Britain's Prince William will meet Israeli Prime Minister Benjamin Netanyahu and Palestinian President Mahmoud Abbas when he makes a landmark trip to the region later this month, his office said on Monday.
William, Queen Elizabeth's grandson and second-in-line to the British throne, is the first senior British royal to pay an official visit to Israel and the Palestinian territories.
While the trip is at the behest of the British government, the prince's Communications Secretary Jason Knauf said such a visit had been discussed for years.
"Now is the appropriate time and the Duke of Cambridge is the right person to make this visit," Knauf told reporters, referring to William by his official title.
He said the prince was looking forward to building "a real and enduring relationship with the people of the region".
"The non-political nature of his royal highness's role - in common with all royal visits overseas - allows a spotlight to be brought to bear on the people of the region," Knauf said.
Britain regards Israel as a close and important ally but the visit comes at a time when the two countries have been at odds over a number of major issues recently.
British Prime Minister Theresa May told Netanyahu ahead of a meeting in London last week that Britain was concerned at Palestinian deaths in clashes in the Gaza Strip.
More than 120 Palestinians have been killed since protests at the Gaza border began on March 30, including 60 people killed in one day in May.
Israel has also lauded US President Donald Trump's decision to withdraw from the 2015 Iran nuclear deal and to move the US embassy to Jerusalem from Tel Aviv, both moves with which Britain disagrees.
Knauf said William would meet Netanyahu at the prime minister's residence before seeing Abbas at his office in Ramallah the following day. Both leaders have previously welcomed the visit.
He will be making the trip alone as his wife Kate will remain in Britain to look after their third child Prince Louis who was born in April. However, he will be accompanied by his senior adviser, David Manning, a former British ambassador to Israel.

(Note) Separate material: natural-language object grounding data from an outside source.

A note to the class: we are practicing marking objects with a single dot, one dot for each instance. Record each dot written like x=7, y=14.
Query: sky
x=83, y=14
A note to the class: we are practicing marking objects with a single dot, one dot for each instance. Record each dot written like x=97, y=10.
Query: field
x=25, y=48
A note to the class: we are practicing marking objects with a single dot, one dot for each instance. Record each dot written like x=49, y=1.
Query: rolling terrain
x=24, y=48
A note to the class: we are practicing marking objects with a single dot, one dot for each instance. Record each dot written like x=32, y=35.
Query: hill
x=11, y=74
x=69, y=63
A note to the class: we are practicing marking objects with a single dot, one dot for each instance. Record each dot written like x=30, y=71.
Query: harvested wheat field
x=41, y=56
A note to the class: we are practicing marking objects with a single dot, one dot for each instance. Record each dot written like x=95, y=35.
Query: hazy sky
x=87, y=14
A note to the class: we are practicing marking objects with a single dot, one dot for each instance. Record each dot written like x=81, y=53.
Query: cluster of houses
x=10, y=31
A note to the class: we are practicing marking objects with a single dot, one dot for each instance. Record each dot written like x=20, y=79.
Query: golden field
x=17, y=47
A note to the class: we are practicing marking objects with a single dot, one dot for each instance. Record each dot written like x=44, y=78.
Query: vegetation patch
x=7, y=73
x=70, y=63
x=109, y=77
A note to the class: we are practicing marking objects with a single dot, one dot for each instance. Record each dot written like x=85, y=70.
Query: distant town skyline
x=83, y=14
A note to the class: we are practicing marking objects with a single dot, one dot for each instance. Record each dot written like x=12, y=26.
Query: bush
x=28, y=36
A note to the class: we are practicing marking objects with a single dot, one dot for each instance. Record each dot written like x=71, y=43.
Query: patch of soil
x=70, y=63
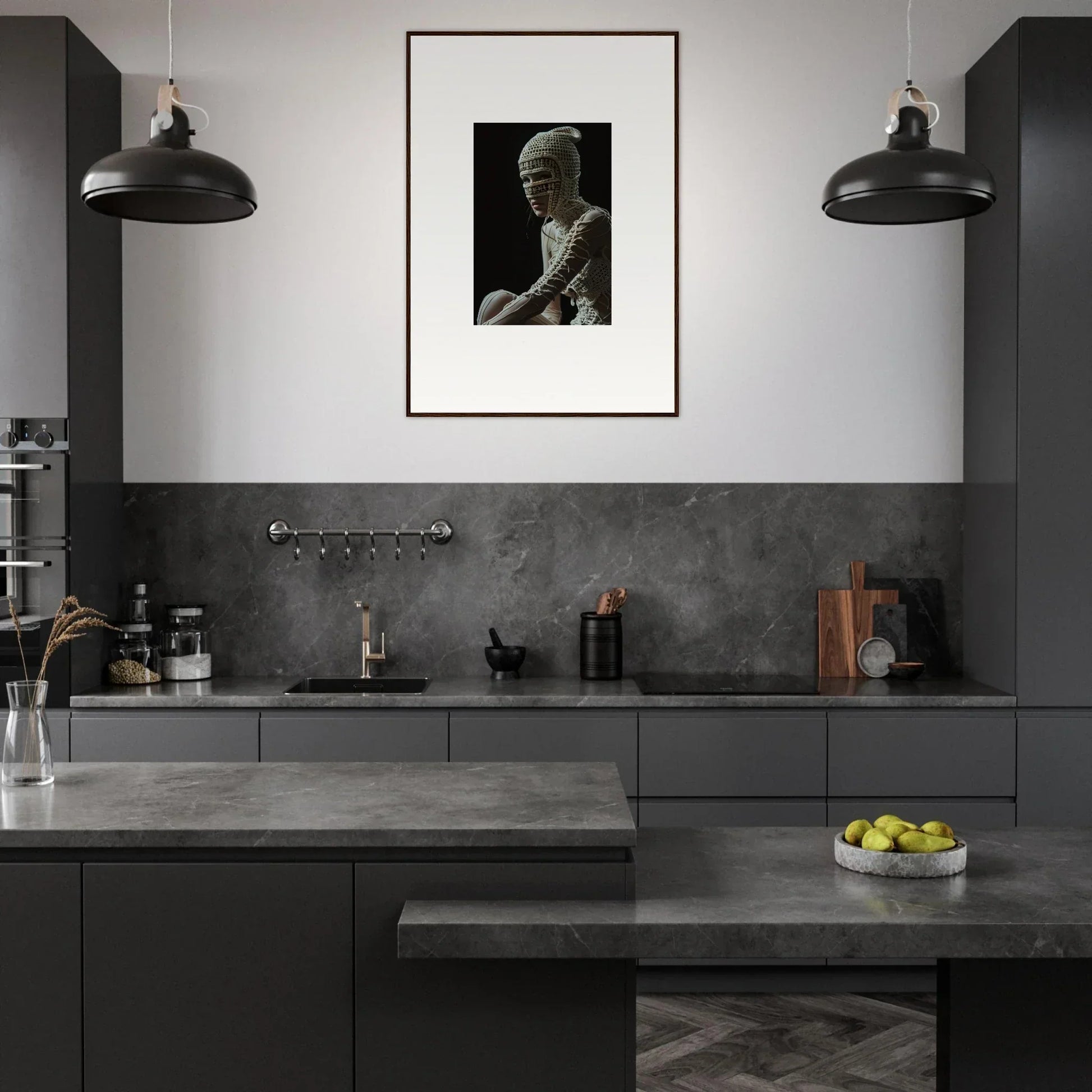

During the four-day tour, the prince will also go with Britain's Chief Rabbi Ephraim Mirvis to Yad Vashem, Israel's official memorial to Jewish victims of the Holocaust, and will also view Jerusalem's Old City from the Mount of Olives.
He will also visit the Church of St Mary Magdalene, and pay his respects at the tomb of his great-grandmother Princess Alice, which is located in the Garden of Gethsemane which his father Prince Charles and grandfather Prince Philip have both visited before during private trips.
William will begin the trip in Jordan, where his wife lived for two years as a young child, paying a visit to the archaeological site of Jerash where Kate was pictured in family photos released at the time of their 2011 marriage.